A Fernandito Álvarez se le acredita haber introducido la tercera voz y el requinto en los hasta entonces tradicionales tríos de voces y guitarras.
A Fernandito Álvarez se le acredita haber introducido la tercera voz y el requinto en los hasta entonces tradicionales tríos de voces y guitarras.
(Foto Ansonia / Archivo Fundación Nacional para la Cultura Popular)


Más que un cantante dotado de facultades privilegiadas y perteneciente a una estirpe muy exclusiva – porque, como él, raras veces surgen en el panorama –, Fernandito Álvarez fue un músico visionario, capaz de establecer precedentes muy significativos en el pentagrama tradicional puertorriqueño. Seguramente porque mantuvo una vida sana, ajena a los excesos que suelen tentar a quienes se desenvuelven con éxito en el ambiente artístico, su existencia fue prolongada – falleció en la mañana del viernes 5 de febrero, a la edad de 95 años –, sin que los embates del tiempo hicieran mella significativa en su voz. Aunque, obviamente, sin el ajetreo de antaño, permaneció activo en los escenarios casi hasta el final de su vida. Siempre se resistió al retiro.

Su legado puso a Puerto Rico en el mapa de la música romántica, siendo protagonista de una época de oro ensoñadora. Entre otros méritos, se le acredita haber introducido la tercera voz y el requinto en los hasta entonces tradicionales tríos de voces y guitarras. Estos siempre habían sido conformados por la primera y la segunda voz, acompañadas por un guitarrista. La mayoría de los cantantes de estas trilogías no ejecutaban instrumento alguno. Los únicos antecedentes conocidos, de tríos con vocalistas que también eran guitarristas, se dieron en México, específicamente en los casos de Los Trovadores Tamaulipecos, Trío Gárnica-Ascencio, Trío Los Rancheros, Trío Tariácuri de los hermanos Mendoza García y Los Tres Calaveras, éstos últimos, los más famosos y de más prolongada trayectoria. En nuestro País y en el resto de América, este concepto no existía.

Fernandito – cuyo nombre completo era Fernando Álvarez Lomba – había iniciado su carrera como intérprete de tangos (sentía una profunda admiración por Carlos Gardel) en programas de la radioemisora sanjuanera WNEL, poco después de que esta planta se inaugurara en noviembre de 1934. Durante sus actuaciones allí acostumbraba llevar como acompañantes a sus compueblanos Cruz Negrón – primo hermano de Hernando Avilés –, Pedro Crespo, Octavio González y Gilo Sánchez.

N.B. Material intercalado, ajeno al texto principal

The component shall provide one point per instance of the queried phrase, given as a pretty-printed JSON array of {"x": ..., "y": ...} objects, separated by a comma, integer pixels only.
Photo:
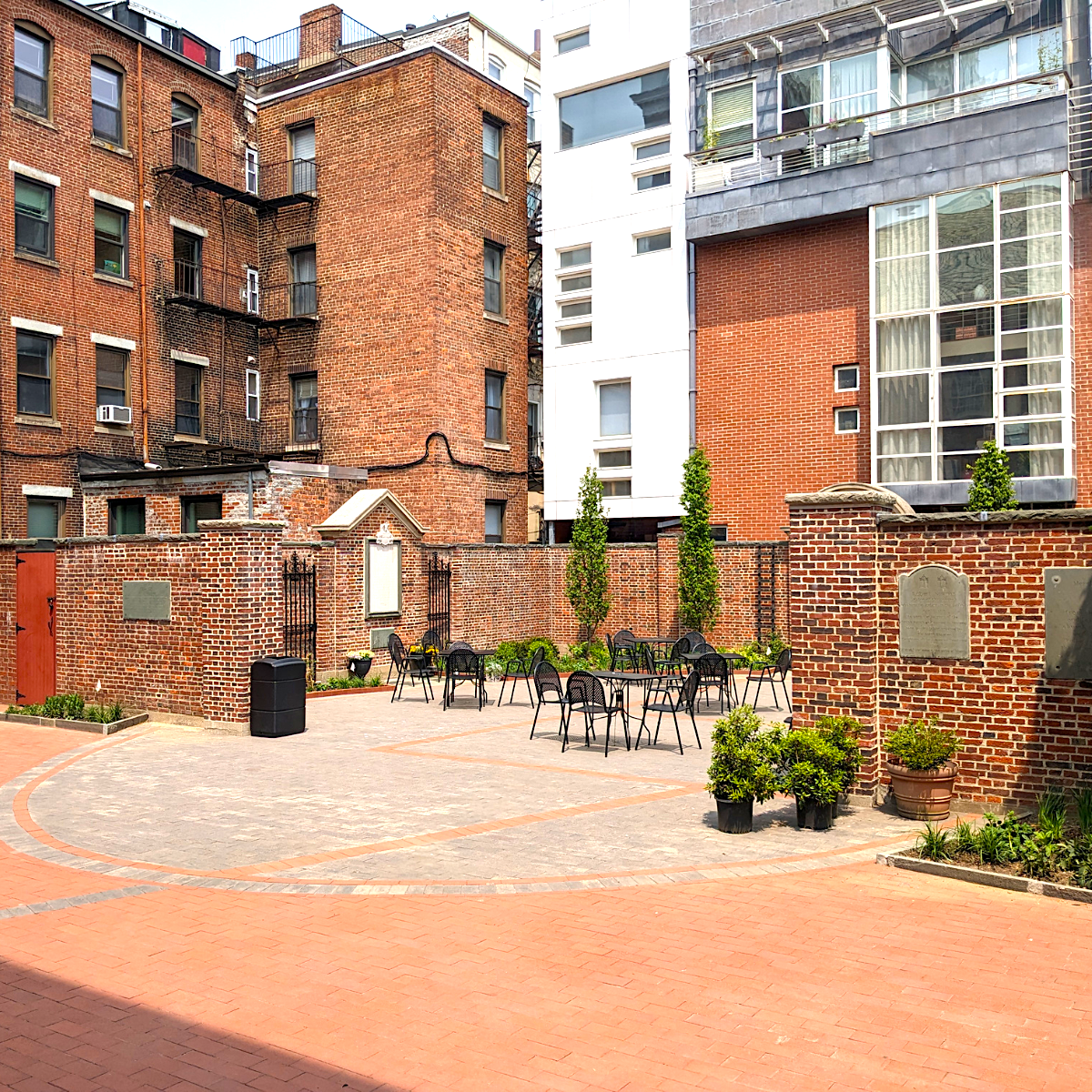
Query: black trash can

Su ascenso a la fama tuvo como punto de partida el 1940 cuando entró a la Unidad de Servicios Especiales del Ejército Norteamericano y asignado al Campamento Tortuguero, en Vega Baja, donde había nacido el 6 de mayo de 1914. Allí formó la triología original con Octavio González en la segunda voz y Benito De Jesús Negrón en la tercera voz y la primera guitarra…aunque durante sus primeros tiempos el grupo se identificaba, sencillamente, como Fernandito Álvarez y su Trío. Fue durante una presentación en la audición “Tribuna del arte”, que Rafael Quiñones Vidal había instituido en la antes mencionada WNEL que, en 1943, aquel maestro del micrófono les estampó el nombre que los identificaría para siempre. La novedad del canto a tres voces causó impacto de inmediato. Al punto de que Quiñones Vidal les concedió una sección permanente en su espacio, misma que era auspiciada por Malgor y Compañía. La exposición obtenida a través de aquellas actuaciones les abrió las puertas de otros escenarios por lo que pronto comenzaron a recorrer los teatros y fiestas patronales de todo el País.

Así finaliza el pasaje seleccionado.